追突
宇宙はひろく、まるで宝石箱をひっくり返したかのような瞬きらめきである。
その中でもとりわけ真珠のような月は、段々と、しかし確実に大きくなっていた。
しかし奇妙だ。先程から、コツン、コツンとなにか当たる音が絶え間なく一定に続いている。カラスマはすこし丸くボコッと膨れたガラスから船の外側を観察する。

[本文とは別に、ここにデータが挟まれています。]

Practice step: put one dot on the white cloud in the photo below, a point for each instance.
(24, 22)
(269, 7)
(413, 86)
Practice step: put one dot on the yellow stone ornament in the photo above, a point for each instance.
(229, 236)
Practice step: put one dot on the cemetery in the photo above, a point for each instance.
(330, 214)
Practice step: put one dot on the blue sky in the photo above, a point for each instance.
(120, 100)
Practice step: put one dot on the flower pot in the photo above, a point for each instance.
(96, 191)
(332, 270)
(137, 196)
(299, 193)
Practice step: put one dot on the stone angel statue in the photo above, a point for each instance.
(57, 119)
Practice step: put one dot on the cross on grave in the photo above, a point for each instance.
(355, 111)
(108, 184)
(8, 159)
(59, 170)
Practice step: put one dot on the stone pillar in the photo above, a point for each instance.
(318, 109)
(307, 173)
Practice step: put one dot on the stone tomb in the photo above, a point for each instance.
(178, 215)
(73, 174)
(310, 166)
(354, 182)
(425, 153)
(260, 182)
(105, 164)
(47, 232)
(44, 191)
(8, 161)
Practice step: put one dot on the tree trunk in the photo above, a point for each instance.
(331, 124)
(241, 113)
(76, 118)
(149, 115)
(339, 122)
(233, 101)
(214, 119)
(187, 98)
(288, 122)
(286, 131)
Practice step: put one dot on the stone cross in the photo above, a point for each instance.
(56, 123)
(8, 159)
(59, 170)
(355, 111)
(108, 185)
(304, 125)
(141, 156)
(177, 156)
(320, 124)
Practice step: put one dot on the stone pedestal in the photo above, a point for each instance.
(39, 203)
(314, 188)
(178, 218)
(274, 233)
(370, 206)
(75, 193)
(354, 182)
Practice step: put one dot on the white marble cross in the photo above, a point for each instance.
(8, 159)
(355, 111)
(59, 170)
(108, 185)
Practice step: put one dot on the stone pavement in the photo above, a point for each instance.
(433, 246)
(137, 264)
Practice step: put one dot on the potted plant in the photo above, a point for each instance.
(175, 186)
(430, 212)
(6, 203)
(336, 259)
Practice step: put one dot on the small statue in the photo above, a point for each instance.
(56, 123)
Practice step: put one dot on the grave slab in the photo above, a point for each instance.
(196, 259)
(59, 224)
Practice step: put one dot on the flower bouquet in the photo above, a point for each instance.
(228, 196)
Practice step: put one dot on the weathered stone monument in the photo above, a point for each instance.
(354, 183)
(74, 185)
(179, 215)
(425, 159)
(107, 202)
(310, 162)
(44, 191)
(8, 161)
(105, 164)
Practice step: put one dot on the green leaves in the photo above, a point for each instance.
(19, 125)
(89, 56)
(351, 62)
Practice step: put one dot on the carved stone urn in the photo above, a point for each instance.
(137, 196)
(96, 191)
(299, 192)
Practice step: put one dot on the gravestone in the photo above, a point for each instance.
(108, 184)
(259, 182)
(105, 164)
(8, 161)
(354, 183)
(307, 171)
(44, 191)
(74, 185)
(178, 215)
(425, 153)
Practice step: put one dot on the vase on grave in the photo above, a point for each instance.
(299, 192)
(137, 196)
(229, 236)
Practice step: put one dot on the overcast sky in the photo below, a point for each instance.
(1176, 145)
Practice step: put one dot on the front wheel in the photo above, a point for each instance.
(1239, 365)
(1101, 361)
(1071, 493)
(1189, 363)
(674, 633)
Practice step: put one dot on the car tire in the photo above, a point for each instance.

すると、カラスマは驚いて腰を抜かしてしまった。なんと、触手のような生き物がこびりついているではないか。
「大変だ、これは、大発見になるかも知らん」
カラスマは出発の前、マリアを誘いに行く前に、一度家へ帰っていた。
そのとき、役に立ちそううなものはすべてカバンに詰め込んできていた。そのうちの一つが、その写真機である。これは、異端審問会に連れていかれたカラスマの父親が使っていたものだった。カラスマが幼い頃は、よく海に連れてってもらったものだった。
カバンから写真機を取り出すと、その薄紫色をしたなんとも気味の悪いタコの足のような触手をぱしゃりとレンズに収めようとする。
「これは、国からお金ももらえるくらいすごいんじゃないか」
「だめよ、異端審問に捕まったら、二度と、出てこられないわ」
マリアの目は疲れ切っていて、すこし寝るわと、目を閉じた。ガラスの反射と丸い角度から、カラスマが苦戦していると、タコはコツン。コツン。と音が次第にとぎれとぎれになって、最後には消えてしまった。
ああ、写真に収めることが出来なかった。
ゴウンゴウンとエンジン音が重く響く船内は、もはやマリアの鼻息とエンジン音しか音がしなかった。
宇宙は静かなんだなぁ。
地上では、この時間帯は隣の家のマーシャルばあさんが薪割りをしているだろう。家でもお母さんが花に水をやったり、掃除をしているだろう。
今頃僕は本当は、学校からの帰り道をてくてく歩いているんだろう。
ゴウンゴウンとエンジンは唸る。
カラスマの喉が欠伸を頻繁にするようになったその時、突然いつだかのようにピピピとアラームが鳴り始めたのだ。
がっしゃん。
船が大きく揺れた。
アラームは飽きること無く響いている。
「なんなのよう、なんなのよう」
マリアが目を白黒させて慌てふためいている。
船は不安定に回り始める。だんだん遠心力だか向心力だかの力を感じて、心臓が激しく脈打った。
「あれは、X国の印だよ!」
ぐるぐると回る窓の外にいるのはカラスマ達が乗っている機体とは大きさも形も違う、別の宇宙船だった。機体の横には大きなマークが書いてある。
「そんな事よりこの船を何とかしないと!」
マリアの言葉にハッとしたカラスマは操縦桿を手荒に揺らすが、何も変わった様子はなかった。
段々と、X国の船が遠くに行ってしまう。
いや違うんだ。僕達が離れていっているんだ。
そして、月もまた、遠くに離れていってしまった。
「何とかしてよぉ、このままじゃ私頭がどうにかなってしまいそうよ」
「うぅぅん!」
操縦桿を縦に横に斜めに揺さぶる。
全然何ともならない。
カラスマの心臓は更に早く大きく動く。
そして、端からどんどんボタンを押していった。もしかしたら、何か起こるかもしれない。
何語かで書かれていて、なんのボタンだか分からないけれど、それでも今は押すしか無かったのだ。
そして、特段大きい真っ赤なボタンを押し込むと、ブシュッ、と空気の抜けたような音がした。
その直後、ゴウンゴウンと唸っていたエンジンは止まり、そして瞬間、ボフッと急発進していった。
あまりの速さに、二人は頭の血が引いて気が遠くなった。